Roughly 49.58 % of people on earth are women. Therefore, it is not a smart business decision to disadvantage women who can contribute towards the human resource capital needed for a just energy transition.
Regardless of how effectively national energy transition systems are designed to function, growth and acceleration toward global targets will be constrained without the inclusion of the remaining asset. How can an aeroplane designed to run on two engines, deliberately decide to fly with just one engine? This is suicidal.
Generally speaking, energy democracy refers to an emerging social movement that redefines energy consumers as innovators, designers, and critics who participate in decisions throughout the entire value chain of this sector, from production to use.” This concept describes an ideal political goal in which the citizens are the recipients, stakeholders (as consumers/producers), and account holders of the entire energy sector policy. The discussion of energy democracy in this article is however restricted to clean cooking energy and the necessity of including women in the process of global transition.
Transitioning the energy sector is changing not only energy technologies and economics, but also physical geographies, social meanings, and the political organisation of energy production, distribution, and consumption. While it is acknowledged that including gender issues in global climate, policies is crucial for establishing the agenda, actually putting policies into action is much harder. In fact, the energy transition processes at the heart of efforts to combat climate change are not only challenging from a technical and economic standpoint, but also from a deeply political, gendered, and democratic standpoint.
Given that changes in energy systems frequently coincide with power disparities related to politics and policymaking, the transition phase is a favourable time to promote energy democracy through gender mainstreaming. Technocratic perspectives are frequently used to examine energy policy and policy-making processes, and attempts to incorporate social and economic analysis are frequently restricted to looking at energy prices, employment issues, and energy poverty.
Perhaps, the fact that ” Engineers, Scientists, Bureaucrats and Economists dominate energy policy design and implementation” could be part of the explanation for the lack of emphasis on the social dimension. Energy justice and other justice-related issues are linked, as are energy justice and policy making; however, the topic of gender mainstreaming in the process of making decisions and crafting policies for just transitions has not yet been thoroughly addressed.
Beyond this path requires an awareness of and deliberate action to reduce social injustices linked to unfair energy cultures and practices that support gender blindness. Both in the global North and the global South, gender blindness in energy policy and research has been noted as a breeder of energy access inequalities. Hence, focusing on gender issues is likely to hasten access to clean energy during the energy transition.
A paradigm for creating truly just energy systems is provided by the gender mainstreaming perspective on energy, which provides an essential and underappreciated framework for understanding what keeps countries mired in unsustainable energy cultures.
By including women in decision-making across the entire value chain through energy democracy, gender mainstreaming can and does make judgments about energy by enacting more just energy systems.

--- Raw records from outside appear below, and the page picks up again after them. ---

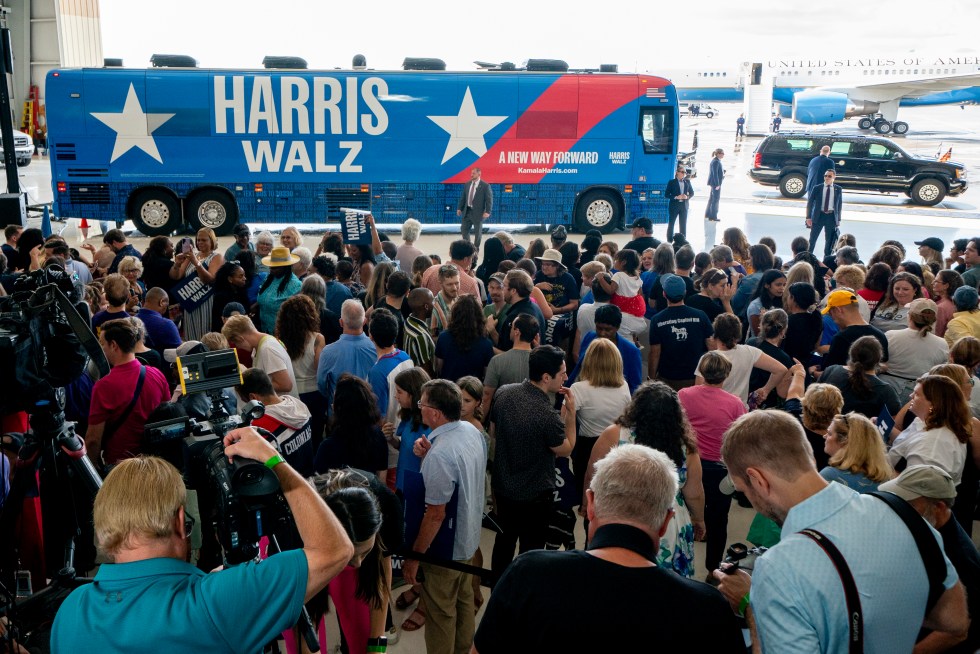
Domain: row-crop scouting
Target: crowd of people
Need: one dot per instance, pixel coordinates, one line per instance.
(503, 391)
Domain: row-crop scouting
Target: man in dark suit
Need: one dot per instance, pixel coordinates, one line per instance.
(823, 209)
(817, 167)
(679, 191)
(474, 206)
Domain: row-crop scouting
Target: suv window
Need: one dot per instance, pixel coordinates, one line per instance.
(799, 145)
(879, 151)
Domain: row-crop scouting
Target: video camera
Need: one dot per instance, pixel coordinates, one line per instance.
(242, 500)
(45, 338)
(739, 552)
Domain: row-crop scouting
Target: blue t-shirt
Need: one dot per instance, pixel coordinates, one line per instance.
(456, 363)
(169, 604)
(563, 288)
(407, 460)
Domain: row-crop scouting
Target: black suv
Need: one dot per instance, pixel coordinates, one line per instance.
(864, 163)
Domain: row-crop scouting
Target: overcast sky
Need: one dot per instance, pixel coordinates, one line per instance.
(238, 33)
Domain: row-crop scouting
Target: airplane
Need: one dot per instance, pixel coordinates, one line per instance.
(823, 91)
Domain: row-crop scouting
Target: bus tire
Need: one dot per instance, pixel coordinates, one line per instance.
(598, 210)
(212, 208)
(155, 212)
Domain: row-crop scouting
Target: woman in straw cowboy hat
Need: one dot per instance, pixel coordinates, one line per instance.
(277, 287)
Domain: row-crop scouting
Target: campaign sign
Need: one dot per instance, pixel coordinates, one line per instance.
(354, 226)
(191, 292)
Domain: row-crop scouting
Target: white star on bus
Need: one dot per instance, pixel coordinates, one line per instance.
(466, 130)
(133, 127)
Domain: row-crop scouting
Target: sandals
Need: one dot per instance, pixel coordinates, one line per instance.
(406, 599)
(413, 623)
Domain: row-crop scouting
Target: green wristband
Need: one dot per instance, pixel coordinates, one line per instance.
(744, 604)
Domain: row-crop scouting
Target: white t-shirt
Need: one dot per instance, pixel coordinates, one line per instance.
(939, 447)
(628, 286)
(911, 355)
(743, 359)
(597, 407)
(271, 357)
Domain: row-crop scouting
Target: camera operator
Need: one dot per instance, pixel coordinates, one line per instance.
(150, 596)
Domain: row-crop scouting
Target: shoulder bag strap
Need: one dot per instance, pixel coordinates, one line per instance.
(855, 620)
(932, 555)
(113, 425)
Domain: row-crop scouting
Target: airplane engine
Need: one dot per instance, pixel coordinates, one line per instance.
(821, 107)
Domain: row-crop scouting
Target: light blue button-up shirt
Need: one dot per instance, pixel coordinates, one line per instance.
(797, 595)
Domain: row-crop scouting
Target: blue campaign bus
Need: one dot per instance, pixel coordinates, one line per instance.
(208, 147)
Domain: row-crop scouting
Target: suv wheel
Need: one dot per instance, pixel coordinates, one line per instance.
(793, 185)
(928, 192)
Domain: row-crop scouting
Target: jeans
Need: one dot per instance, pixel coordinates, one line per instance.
(526, 522)
(716, 506)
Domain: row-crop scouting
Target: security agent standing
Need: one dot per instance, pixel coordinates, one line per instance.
(819, 165)
(823, 209)
(474, 206)
(679, 192)
(148, 595)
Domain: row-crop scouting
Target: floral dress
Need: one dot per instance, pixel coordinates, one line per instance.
(677, 545)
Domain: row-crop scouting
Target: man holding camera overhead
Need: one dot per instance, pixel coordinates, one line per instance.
(149, 597)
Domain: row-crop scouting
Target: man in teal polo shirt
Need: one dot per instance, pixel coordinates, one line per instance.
(148, 597)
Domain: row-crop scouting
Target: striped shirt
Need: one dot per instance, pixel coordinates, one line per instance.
(418, 341)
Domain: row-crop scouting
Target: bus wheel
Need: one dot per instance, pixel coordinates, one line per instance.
(597, 210)
(214, 209)
(155, 212)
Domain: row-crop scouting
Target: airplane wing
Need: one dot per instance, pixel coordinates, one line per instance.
(885, 91)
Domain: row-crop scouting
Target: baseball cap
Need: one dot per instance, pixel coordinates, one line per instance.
(921, 481)
(932, 242)
(231, 308)
(645, 223)
(965, 298)
(182, 350)
(839, 298)
(674, 287)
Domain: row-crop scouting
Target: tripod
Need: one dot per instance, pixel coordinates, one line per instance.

Honing the role of gender mainstreaming in ensuring energy democracy does not necessarily mean institutions must fall into relativism and celebrate all energy practices equally in order to embrace the diversity of practical concepts in the energy sector.
More often than not, we underestimate how crucial the business aspect of gender mainstreaming in energy democracy issues is. Despite being the driving force behind household cooking, women are surprisingly underrepresented in engineering, science, social, economic, and environmental aspects of cooking. In general, what is needed in this discussion is an army of workers. This implies that involving both men and women will increase the economic success of nations and sectors that have recognized the importance of equity in energy transition.
In actuality, when we limit women’s ability to participate in energy transition issues, businesses and organisations may not be able to have a sufficient economic impact. If we only consider the clean cooking enclave, women make nearly 95% of all decisions regarding stoves in global households. Just think about the difficulties that an organisation might face if the frontline workers who are familiar with every meal’s preparation were to be excluded. Practically, no one can beat them in knowledge in terms of how quickly and effectively they want their food to be prepared on a stove.
It is only rational and beneficial to all when, women develop into the industries’ best change agents and marketing personnel, offering user-friendly designs and solutions for the cooking energy needs upon their inclusion in relevant subjects. As a woman, majority of us naturally gravitate toward promoting goods or technologies that complement our feminine strength.
Too frequently, the energy sector as a whole, from business to policy making, leaves out women as energy consumers, decision-makers, or significant forces behind. This is not appropriate for energy democracy-based just energy transition worldwide. However, when a gender perspective is given priority, clean energy initiatives and regulations can promote community development that leaves no one behind.